Loving the locals

By Xie Wenting Source:Global Times Published: 2014-11-10 17:53:01

The merits of Chinese men, according to foreign women


With the rise of Internet in China and the development of Chinese economy, Chinese men are becoming more confident and the cultural divide between them and Western women is narrowing. Photo: IC

Today is November 11, China's Singles' Day. Whether it is a day to celebrate or lament, this "anti-Valentine's Day" is a day on which people consider relationships, and whether they need a relationship to be happy.

Foreigners in Beijing often find themselves reflecting on the inter-cultural couples that form in the capital.

While the stereotype often has a Chinese woman with a foreign man, the recent figures show that this isn't always the case.

The Beijing Municipal Bureau of Civil Affairs announced that the number of international marriages in Beijing increased from 700 to 800 couples annually in the 1990s to about 1,200 couples annually in recent years, the Beijing Morning Post reported in September this year. According to the report, it is not less common for Chinese men to marry foreign women than the reverse.

For this issue, Metropolitan sat down with some foreign women to see their opinions on the merits of Chinese men.

Gaining popularity overseas

According to the National Population and Family Planning Commission, China has been dealing with an unbalanced male to female ratio since the 1980s. In 2012 the disparity in male-to-female births reached 117.7 boys for every 100 girls.
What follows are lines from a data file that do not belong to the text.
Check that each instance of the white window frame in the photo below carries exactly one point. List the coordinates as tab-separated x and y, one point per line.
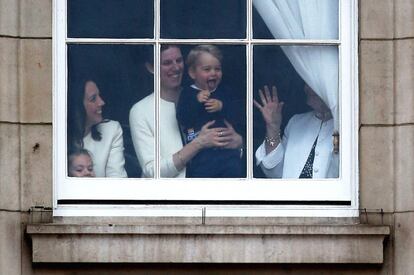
202	191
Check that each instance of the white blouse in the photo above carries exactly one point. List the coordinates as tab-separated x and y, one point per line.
141	121
289	157
108	153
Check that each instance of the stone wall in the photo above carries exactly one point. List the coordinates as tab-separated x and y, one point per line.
386	139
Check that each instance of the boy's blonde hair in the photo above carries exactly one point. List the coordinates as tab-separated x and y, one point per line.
196	51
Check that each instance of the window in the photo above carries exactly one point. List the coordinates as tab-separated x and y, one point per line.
296	46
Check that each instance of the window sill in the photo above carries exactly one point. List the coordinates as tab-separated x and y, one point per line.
68	243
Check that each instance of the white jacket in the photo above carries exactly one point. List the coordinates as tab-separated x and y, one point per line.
107	153
141	121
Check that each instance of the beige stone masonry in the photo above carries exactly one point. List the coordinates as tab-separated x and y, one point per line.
9	166
9	91
36	80
376	91
404	168
376	19
10	243
404	18
376	166
207	244
36	166
404	81
9	17
36	18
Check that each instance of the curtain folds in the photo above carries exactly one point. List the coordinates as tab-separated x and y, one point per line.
308	19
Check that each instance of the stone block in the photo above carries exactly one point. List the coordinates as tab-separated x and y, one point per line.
9	17
207	244
376	166
404	81
36	18
376	19
404	172
36	166
376	82
10	240
9	166
9	91
404	18
36	80
404	243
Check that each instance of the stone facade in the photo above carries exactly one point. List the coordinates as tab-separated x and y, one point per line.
386	141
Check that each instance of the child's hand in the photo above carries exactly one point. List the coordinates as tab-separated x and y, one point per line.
213	105
203	96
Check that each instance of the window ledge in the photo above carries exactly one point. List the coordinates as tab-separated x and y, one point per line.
65	243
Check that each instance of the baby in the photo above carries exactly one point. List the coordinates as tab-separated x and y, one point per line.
80	164
206	101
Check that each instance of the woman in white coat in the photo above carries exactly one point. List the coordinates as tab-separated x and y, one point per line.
88	130
306	148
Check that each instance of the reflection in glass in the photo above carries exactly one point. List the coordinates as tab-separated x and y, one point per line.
210	93
294	123
203	19
110	18
295	19
104	81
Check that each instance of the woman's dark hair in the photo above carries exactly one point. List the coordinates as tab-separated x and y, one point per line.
77	114
74	152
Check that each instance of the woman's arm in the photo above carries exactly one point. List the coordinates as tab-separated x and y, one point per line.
116	161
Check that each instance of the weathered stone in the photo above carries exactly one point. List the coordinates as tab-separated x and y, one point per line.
36	18
404	18
404	243
376	168
9	92
376	82
9	17
376	19
9	166
36	166
208	244
36	80
404	172
404	81
10	239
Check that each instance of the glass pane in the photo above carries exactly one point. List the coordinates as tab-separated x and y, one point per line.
294	139
111	18
104	82
203	19
211	89
295	19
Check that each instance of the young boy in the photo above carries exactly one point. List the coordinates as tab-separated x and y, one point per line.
206	101
80	164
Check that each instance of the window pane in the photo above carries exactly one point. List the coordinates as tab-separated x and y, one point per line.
295	19
308	116
213	89
111	18
203	19
104	82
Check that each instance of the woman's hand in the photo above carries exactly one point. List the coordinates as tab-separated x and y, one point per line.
270	108
203	96
213	105
225	137
211	137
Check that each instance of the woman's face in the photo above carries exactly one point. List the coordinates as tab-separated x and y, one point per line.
93	104
206	73
314	101
171	70
81	166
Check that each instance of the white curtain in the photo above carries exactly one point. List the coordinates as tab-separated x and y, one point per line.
308	19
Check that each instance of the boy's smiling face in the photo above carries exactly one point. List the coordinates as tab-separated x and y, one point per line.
206	72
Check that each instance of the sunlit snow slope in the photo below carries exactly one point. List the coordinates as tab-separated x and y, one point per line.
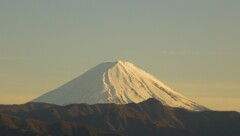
116	82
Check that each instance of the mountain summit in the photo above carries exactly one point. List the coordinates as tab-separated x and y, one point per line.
116	82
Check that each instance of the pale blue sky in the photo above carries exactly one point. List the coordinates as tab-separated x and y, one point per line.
193	46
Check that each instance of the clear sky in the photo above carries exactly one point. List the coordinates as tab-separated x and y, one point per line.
193	46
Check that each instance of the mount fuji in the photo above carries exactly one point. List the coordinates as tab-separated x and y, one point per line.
116	82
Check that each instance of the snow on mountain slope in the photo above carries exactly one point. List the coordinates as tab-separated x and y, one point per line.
116	82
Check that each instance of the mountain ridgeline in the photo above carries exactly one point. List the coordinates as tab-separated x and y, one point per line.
116	82
149	117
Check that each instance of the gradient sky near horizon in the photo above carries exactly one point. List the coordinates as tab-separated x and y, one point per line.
192	46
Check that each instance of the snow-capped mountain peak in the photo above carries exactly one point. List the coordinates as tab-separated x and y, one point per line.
116	82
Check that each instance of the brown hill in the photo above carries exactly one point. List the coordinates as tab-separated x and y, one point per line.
147	118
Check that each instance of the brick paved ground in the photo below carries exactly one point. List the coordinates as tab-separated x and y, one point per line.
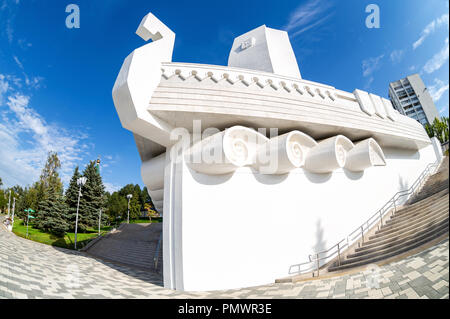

But China is not the only country with gender imbalances. A Xinhua news report said that Chinese men are finding favor in Russia, partly because the male to female ratio there is 100:114.7, and claimed that Russian men are more prone to excessive drinking, making Chinese men a popular alternative.

Another Xinhua news report said that  Chinese men in Tanzania are popular among local women.

A woman in Tanzania told Xinhua that they like Chinese men "because they work very diligently and are loyal to love."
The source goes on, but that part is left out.